2 nodules, at different lobes, in the same lung.

initial from Stage IIA of colon cancer.

The data in Table 4 shown the SBRT prescription (BED10 > 100) could get very favorable tumor response for early staging lung cancer, but BED10 should be escalated for late staging tumor, thus the linear quadratic model to predict tumor control should also include tumor staging.

CONCLUSION

We defined a tumor response criterion using post max SUV from PET/CT taken around 3 months after treatment to assess the tumor responses for lung SBRT using RapidArc® technique.
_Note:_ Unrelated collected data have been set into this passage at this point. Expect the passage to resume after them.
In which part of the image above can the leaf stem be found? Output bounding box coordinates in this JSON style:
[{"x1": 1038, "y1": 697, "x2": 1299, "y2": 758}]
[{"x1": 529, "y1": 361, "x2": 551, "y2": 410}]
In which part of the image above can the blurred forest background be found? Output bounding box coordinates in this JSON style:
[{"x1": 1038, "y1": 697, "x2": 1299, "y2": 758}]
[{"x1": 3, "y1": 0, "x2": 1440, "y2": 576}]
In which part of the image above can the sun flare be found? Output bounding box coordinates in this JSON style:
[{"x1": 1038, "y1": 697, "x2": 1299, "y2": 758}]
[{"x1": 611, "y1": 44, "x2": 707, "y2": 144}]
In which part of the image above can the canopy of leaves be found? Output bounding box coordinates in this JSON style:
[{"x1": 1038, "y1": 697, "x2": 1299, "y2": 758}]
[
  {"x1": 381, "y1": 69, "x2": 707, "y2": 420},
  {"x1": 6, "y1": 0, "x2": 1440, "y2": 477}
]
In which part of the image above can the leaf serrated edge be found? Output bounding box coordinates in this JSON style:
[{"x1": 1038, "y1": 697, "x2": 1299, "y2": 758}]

We demonstrated post max SUV read from PET/CT could efficiently and accurately assess tumor response after lung SBRT. We suggest 3‐month post max SUV read from PET/CT should become standard tumor response assessment for lung SBRT. Although SBRT with prescriptions resulting in a BED10 > 100 experienced favorable tumor responses for early staging non‐small cell lung cancer (NSCLC), escalation of BED10 to higher levels may be beneficial for lung cancer patients with later staging and larger volume tumors.

CONFLICTS OF INTEREST

The authors do not have any conflicts of interest to declare.